I will say that the most discouraging aspect of the weekend was the technophobia that seemed to hover in the air. Booksellers are still not completely at ease in the digital world, and that's a shame. At the ABA's ecommerce user group, there was some confusion about what the ABA's new Drupal system websites will do and what they cannot do. I ended up giving an impromptu demonstration of the new Vroman's site
, which is an example of the kind of new site the ABA is launching. Additionally, there was some consternation over why blogging was important and how it might help bookstores compete and thrive.
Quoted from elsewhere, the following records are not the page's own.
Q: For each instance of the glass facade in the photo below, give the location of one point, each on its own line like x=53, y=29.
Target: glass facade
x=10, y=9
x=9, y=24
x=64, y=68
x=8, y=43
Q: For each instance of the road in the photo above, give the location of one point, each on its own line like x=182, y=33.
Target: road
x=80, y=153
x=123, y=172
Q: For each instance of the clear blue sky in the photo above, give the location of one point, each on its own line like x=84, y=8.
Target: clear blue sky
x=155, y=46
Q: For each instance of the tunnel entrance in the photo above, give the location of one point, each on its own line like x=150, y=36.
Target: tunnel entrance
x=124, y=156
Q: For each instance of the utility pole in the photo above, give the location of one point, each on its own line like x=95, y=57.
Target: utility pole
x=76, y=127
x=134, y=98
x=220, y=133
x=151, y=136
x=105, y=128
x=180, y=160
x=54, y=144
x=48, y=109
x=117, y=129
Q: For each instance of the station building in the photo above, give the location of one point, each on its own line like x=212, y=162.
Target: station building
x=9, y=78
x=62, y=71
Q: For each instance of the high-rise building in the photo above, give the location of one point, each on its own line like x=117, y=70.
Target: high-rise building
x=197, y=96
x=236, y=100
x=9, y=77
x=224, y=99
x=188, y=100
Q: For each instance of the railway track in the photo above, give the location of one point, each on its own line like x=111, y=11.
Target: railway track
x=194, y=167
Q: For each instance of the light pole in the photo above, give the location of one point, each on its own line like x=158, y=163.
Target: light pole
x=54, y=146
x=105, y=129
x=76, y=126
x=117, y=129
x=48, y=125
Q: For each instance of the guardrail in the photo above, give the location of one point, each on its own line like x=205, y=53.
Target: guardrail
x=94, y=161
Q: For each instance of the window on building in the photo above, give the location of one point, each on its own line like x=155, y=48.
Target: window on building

I spoke with lots of booksellers over the weekend about new media (namely, blogging, Twitter, and video) and how we try to use it at Vroman's. What I tried to convey in these discussions was a sense of how interrelated everything is (and also the importance of having your web person b more of a marketer than an IT person). Our Facebook page complements our blog which in turn works very nicely with Twitter. When we make a video (something we'll be doing more of in the future), we'll post that video on our website, our blog, our Facebook fan page
, our Facebook group
, our Tumblr blog
(yes, we have one of those, too), and mabye even our Indiebound.org page
, if they allow video, and we'll certainly mention it on Twitter. Blogging isn't the kind of thing you can start doing in a vacuum and expect to work for you. You must interact with other blogs, other entities online. In short, the digital world is built on relationships, just like the non-digital world. If you want people to take an interest in you, it helps to take in interest in them. This can be hard for people used to thinking of media as a one-way broadcast. Twitter, blogs, and the like must be about dialog if they are to be successful. And that takes time.
But it's worth it.
I thought Alex Beckstead did a great job at the Using New Media to Promote Your Store panel, providing an easy, manageable blueprint for conceiving, producing, and distributing a short video. I loved his idea of making a video that welcomes audience response and reaction. He showed some great videos - some professionally done
, some not
- and he even showed a clip of the video we made for the holidays.
At the end, he showed a video by Gary Vaynerchuck that I thought nicely summarized the strengths of new media, and showed how to become successful at using it. It was a good way to wrap up the weekend, and it left me feeling energized to try some new things online. You, good reader, will be the benefitiary of those experiments.
Oh, and I met some great new authors and got some very fun galleys. I'm probably most excited about Last Night in Montreal
by Emily St. John Mandel, The Great Perhaps
by Joe Meno, and How I Became a Famous Novelist
by Steve Hely (who was an absolute riot at the Algonquin/Grove/Random House dinner I had the pleasure to attend), but I will eventually get to all the galleys I got. I had a great time at lunch with Kenn Nesbitt
, whose site poetry4kids.com
gets an absurd amount of traffic, and Michael Malone
, who wrote by far the best inscription of any of the authors at the conference. Thanks to Source books for hosting me and for putting up with my 20 minute tangets about Twitter. I may have been hallucinating at that point.
To all the booksellers I met, thanks for inspiring me and giving me lots of good ideas. To those of you who now have my flu, a word of advice - NyQuil.